Madelon Powers Gallery to Present River Fugues/Moving Waters
Posted by: Elizabeth Richardson on January 17, 2019, No Comments
East Stroudsburg University’s Madelon Powers Gallery will feature an innovative, mixed-media installation with a local connection entitled River Fugues/Moving the Waters, to be displayed February 1-March 8.
The exhibit, the latest in a series of installations begun by artist Margaret Cogswell in 2003, continues the exploration of the interdependent, interactive relationship between humans and water by using the musical structure of a fugue to weave together sculpture, video, sound and drawings.
Hours for the gallery, located in the university’s Fine and Performing Arts Center, Normal and Marguerite streets, are 11 a.m. to 7 p.m.

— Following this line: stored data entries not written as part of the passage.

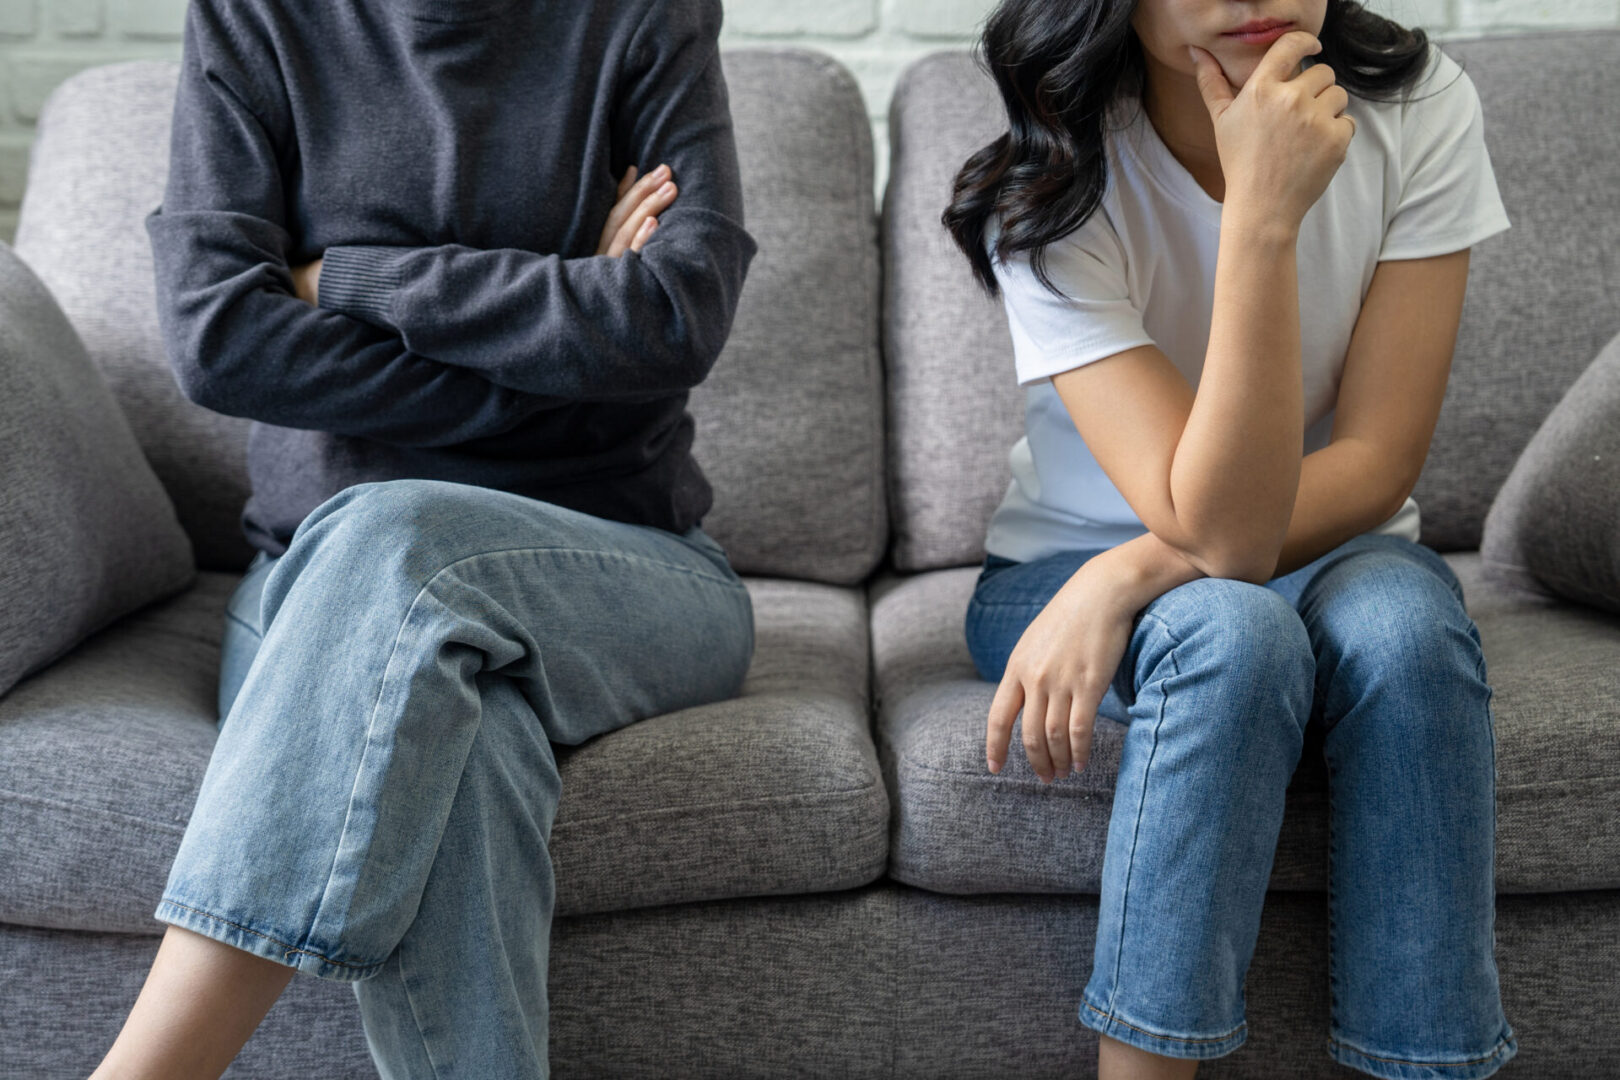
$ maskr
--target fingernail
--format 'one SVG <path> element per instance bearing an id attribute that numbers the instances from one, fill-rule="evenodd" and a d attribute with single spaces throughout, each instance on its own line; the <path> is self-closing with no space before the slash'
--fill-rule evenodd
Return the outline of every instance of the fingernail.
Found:
<path id="1" fill-rule="evenodd" d="M 657 176 L 660 180 L 662 180 L 664 177 L 669 175 L 669 166 L 668 165 L 660 165 L 660 166 L 658 166 L 658 168 L 653 170 L 653 175 Z"/>
<path id="2" fill-rule="evenodd" d="M 1198 63 L 1198 50 L 1191 45 L 1187 46 L 1187 55 L 1192 58 L 1194 64 Z"/>
<path id="3" fill-rule="evenodd" d="M 675 185 L 674 184 L 665 184 L 663 187 L 658 189 L 658 194 L 660 194 L 660 195 L 673 195 L 673 194 L 675 194 Z"/>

Wednesday and Thursday, and 11 a.m. to 4 p.m. Monday, Tuesday and Friday.
There will be a reception for the artist on Thursday, February 7 from 4-6 p.m. in the gallery. Both the exhibit and reception are open to the public at no cost.
Comprised of components from three of Cogswell’s earlier River Fugues projects: Ashokan Fugues (2014-19), Wyoming River Fugues (2012) and Zhujiajiao River Poems (2014), the exhibit includes audio recordings of narratives addressing regional water-related issues collected from residents in the East Stroudsburg area.
Cogswell explained that the recordings “link regional issues of displacement, water quality and access to clean water with those explored in River Fugues elsewhere.”
“While the initial process for gathering materials parallels that of a documentary filmmaker,” Cogswell said, “the work upon completion does not follow a linear descriptive narrative, but instead mentors are found in composers and poets. Often poignant elegies, these works reflect the complex and changing relationship of a society to its industries and rivers, and strive to be a contributing artistic voice in a larger conversation addressing issues related to water.”
RIVER FUGUES projects have been commissioned by museums and art centers for exhibitions nationally and internationally. Cogswell is a recipient of numerous awards including the John Simon Guggenheim Fellowship (2009), Pollock-Krasner Foundation (2017-18; 1987, 1991), New York Foundation for the Arts (2007, 1993); and Foundation for Contemporary Arts Emergency Grant (2014).
Cogswell’s professional career has also included teaching studio art at Purchase College School of Art and Design of the State University of New York; Rhode Island School of Design, Providence, Rhode Island; Kansas City Art Institute, Missouri; Parsons School of Design in New York and Kanazawa, Japan; the School of the Museum of Fine Arts, Boston; Middlebury College, Vermont; The College of Atlantic in Bar Harbor, Maine; and the University of Hawaii-at-Manoa, Honolulu.
Currently residing in New York City, Cogswell was born in Memphis, Tennessee, and raised in Japan where she lived until she was 13 years old. She earned a B.A. in English literature from Rhodes College in Memphis, Tennessee, and an M.F.A. in sculpture from Mason Gross School of Art at Rutgers University in New Brunswick, New Jersey.
In conjunction with the exhibit there will be an artist presentation and panel discussion, River Fugues/Catalyst for Change, featuring ESU and community environmentalists on Wednesday, February 27 at 7 p.m. in Cecilia S. Cohen Recital Hall of ESU’s Fine and Performing Arts Center. The presentation also is open to the public at no cost.
Both exhibition and presentation are supported in part by the Pennsylvania Council on the Arts, a stage agency funded by the Commonwealth of Pennsylvania and the National Endowment for the Arts, a federal agency.